Camp Safer: 4 Tips For Your Next Trip

Camp Safer: 4 Tips For Your Next Trip

Spending time outdoors has significant benefits for mental and physical health, providing an opportunity to enjoy fresh air, minimizing stress, and creating natural reasons to exercise and explore – and what better way to get close to nature than by camping? If you’re considering staking down a tent somewhere, though, you’ll need to be properly prepared. These four handy tips can help you enjoy the great outdoors safely so that you arrive home feeling rested, strong, and ready for anything.

Seek Out The Shade

In moderation, sun is good for you; it boosts your vitamin D levels and improves your mood. On the other hand, too much sun can pose real dangers to your health. Extended exposure can cause skin cancer, and on especially hot days it can also lead to heat stroke, a potentially deadly condition.

To avoid heat stroke, don’t perform strenuous activities at the height of the day, drink plenty of fluids, wear sunscreen, and stay in the shade whenever possible. If you begin to experience a headache, nausea, or weakness, it’s vital that you get out of the sun. And if you or someone in your party has a high fever, experiences, confusion, or begins having seizures, get to the emergency room immediately.

Be Careful By Water

Taking a dip in a river or lake can be an enjoyable way to cool off while camping, but it can also be hazardous, so be sure to take proper precautions. If you’re swimming or going fishing – another great way to exercise and unwind – everyone should wear a life vest, especially if they can’t swim well. One of the serious issues with drowning is that it isn’t nearly as obvious as the media makes it out to be, so you may not notice if someone in your party is slipping away.

In addition to wearing a life vest, be careful swimming in rapidly moving waters or just after rains. Much like ocean riptides, it’s easy to be pulled away in the current of a river. Swimming is a wonderful activity and great for your cardiovascular health, but you need to be careful to choose the proper body of water.

Set Up Shelter

Your tent is your home away from home when camping, so you want it to be comfortable, but most of all, you want it to be cool and dry. Invest in a quality tent and then add an extra layer of tarps above and below. The overhead tarp will supplement the rainfly, adding extra shade and keeping water out of your tent, so that you don’t develop skin irritation or hypothermia. And the extra tarp below will minimize leaks, insulate your bedding from the cold ground, and can create a buffer zone around your tent.

Beware Of Bugs

If you’ve listened to the news lately, you probably know that Lyme represents a growing threat to the health of individuals across the United States. Once isolated to a limited part of the northeast, this tick-borne illness is now found all across the country.

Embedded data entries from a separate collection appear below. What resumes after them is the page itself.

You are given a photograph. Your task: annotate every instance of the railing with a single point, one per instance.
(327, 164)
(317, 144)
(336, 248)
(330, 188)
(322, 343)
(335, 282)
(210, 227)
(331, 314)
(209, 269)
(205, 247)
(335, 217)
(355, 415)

In order to avoid tick bites, wear insect-repellant containing DEET and light-colored clothing. You should also avoid high grasses and check yourself and everyone in your party for ticks every day during your trip. They like to hide along the hairline, in armpits, and in other skin creases. If you remove a tick within the first 24 hours, you likely won’t be infected by the Lyme bacteria, but you should still take the tick to your doctor to be checked for potential exposure.

More people are camping these days than have in years, and it’s a great way to get away from our digital connections, sleep better, and feel more connected to the retreating natural world. So take advantage of the trend and get out there. Just be sure to wear sunscreen and bug spray and always stay hydrated.

A few precautions ensure that the fun – and fitness – can carry on without a hitch.